To a barista, free form latte art is considered their unique signature to serve their guests at a coffee shop. When I say free form, I’m referring to the pattern a barista can form using only the flow rate of steamed milk incorporating into espresso. A successful pattern on top of a milk based drink (Macchiato, Cortado, Cappuccino, and Latte) shows a customer that the barista properly executed a well pulled espresso along with finely textured milk. This enhances the drinking experience for the customer as the espresso and milk provide a flavor balance with the milk foam providing a delicate rounded mouth feel and texture.
Free form latte art also adds a creative element experience for both the barista and customers. It is quite difficult to delicately level milk foam on top of espresso while free forming a creative pattern (along with a customer order rush). There are several elements in preparing milk based drinks with speed and accuracy that can go wrong: espresso pulling too fast/slow, excessive crema (espresso foam), milk foamed too much/too little, and along with that the uniqueness of the espresso machine itself has several variations to consider.
The World Latte Art Competition takes place 3 to 4 times a year in various cities around America. Tokyo has also been added to the list of places this prestigious competition takes place. The latte art competition works as follows: baristas that apply are encouraged to submit two photos of their best latte art pours for review. These photos are then ranked from 1-64 and placed in a head to head bracket style competition. Submitting pours that are high in color contrast, difficulty, symmetry, and overall aesthetic beauty are normally ranked higher in the bracket. Past competition experience also helps in the ranking portion of the competition. Each competitor gets three minutes on the clock to dose/tamp/extract espresso along with steaming/texturing/pouring the milk to form latte art. In Atlanta there were baristas from America, Japan, Korea, and Canada.

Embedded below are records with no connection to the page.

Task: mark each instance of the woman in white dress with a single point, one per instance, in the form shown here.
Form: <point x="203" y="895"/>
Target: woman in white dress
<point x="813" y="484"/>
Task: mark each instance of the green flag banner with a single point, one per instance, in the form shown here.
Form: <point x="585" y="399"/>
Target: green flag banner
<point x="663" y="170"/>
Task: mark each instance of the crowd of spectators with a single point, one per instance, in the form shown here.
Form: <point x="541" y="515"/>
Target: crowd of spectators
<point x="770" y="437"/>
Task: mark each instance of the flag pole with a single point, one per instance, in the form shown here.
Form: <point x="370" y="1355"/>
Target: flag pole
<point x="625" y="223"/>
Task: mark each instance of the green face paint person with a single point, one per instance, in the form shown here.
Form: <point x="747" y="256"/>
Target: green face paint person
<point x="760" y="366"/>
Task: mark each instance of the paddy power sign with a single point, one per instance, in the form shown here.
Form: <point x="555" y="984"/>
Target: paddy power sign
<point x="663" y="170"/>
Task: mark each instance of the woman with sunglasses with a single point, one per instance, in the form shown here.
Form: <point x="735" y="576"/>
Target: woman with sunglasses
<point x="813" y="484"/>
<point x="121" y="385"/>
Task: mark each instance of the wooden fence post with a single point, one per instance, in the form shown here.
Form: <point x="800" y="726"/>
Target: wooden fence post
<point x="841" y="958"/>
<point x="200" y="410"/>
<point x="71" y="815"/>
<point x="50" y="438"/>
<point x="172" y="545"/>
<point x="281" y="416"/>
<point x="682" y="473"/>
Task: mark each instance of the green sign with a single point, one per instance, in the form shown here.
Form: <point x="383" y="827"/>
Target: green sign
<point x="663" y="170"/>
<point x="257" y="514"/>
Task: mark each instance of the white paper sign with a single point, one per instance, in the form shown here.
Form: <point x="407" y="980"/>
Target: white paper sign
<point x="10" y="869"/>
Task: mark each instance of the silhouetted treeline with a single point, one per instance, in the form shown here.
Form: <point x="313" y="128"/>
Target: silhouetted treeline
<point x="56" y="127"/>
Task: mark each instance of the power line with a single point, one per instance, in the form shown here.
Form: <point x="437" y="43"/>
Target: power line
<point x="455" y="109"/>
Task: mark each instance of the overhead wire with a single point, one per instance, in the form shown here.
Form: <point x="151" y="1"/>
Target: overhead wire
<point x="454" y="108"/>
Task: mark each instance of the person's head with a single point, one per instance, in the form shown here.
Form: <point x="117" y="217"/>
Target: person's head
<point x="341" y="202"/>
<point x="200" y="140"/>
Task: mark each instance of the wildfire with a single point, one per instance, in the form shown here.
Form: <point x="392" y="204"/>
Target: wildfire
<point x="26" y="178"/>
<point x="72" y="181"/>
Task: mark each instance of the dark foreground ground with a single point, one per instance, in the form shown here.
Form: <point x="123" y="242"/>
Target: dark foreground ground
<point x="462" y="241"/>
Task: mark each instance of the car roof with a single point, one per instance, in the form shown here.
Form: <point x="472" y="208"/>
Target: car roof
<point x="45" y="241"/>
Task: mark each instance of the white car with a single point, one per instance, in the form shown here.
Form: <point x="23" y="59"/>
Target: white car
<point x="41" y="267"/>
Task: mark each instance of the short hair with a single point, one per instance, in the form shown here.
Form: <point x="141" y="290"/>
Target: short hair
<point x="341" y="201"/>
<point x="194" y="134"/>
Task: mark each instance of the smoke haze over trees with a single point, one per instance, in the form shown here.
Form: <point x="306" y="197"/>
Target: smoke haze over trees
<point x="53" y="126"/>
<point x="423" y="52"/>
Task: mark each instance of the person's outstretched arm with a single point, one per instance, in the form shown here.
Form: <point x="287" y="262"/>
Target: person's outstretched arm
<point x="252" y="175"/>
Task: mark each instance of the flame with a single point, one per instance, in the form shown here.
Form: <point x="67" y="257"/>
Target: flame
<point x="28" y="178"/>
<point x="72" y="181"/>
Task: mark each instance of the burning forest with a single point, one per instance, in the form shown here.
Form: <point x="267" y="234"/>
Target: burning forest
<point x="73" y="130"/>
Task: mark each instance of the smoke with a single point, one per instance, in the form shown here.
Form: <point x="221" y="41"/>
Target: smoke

The importance of this competition can be broken down into a few categories. This competition tests how consistent a barista works under pressure. Baristas are not allowed to touch the espresso machine until it’s their turn to compete. In my situation as a competitor I found out a bit too late that the coffee grinder was set at a very fine setting making my espresso extraction extremely long and consumed unnecessary time. I made the best of the coffee I had to work with during the weekend, and an excellent barista must be able to compensate despite technical difficulties. I’ve discovered that the best baristas can walk into an coffee bar they’ve never been to, work on an espresso machine they’ve never seen, and still produce the best possible latte art beverage. This competition is the best example of that…and always has a knack of humbling baristas that have gained notoriety in their respective shops/regions. The amount of love and encouragement these baristas bring during competition season are remarkable. Even though I didn’t make it to the finals, I’ve been told by all the finalists that my time for a trophy is coming that much closer. As a weekend/part time barista for the past 5 years competing against seasoned professionals, what more could you ask for? Back to the drawing board as the next competition I’ll be attending is in June at Chicago.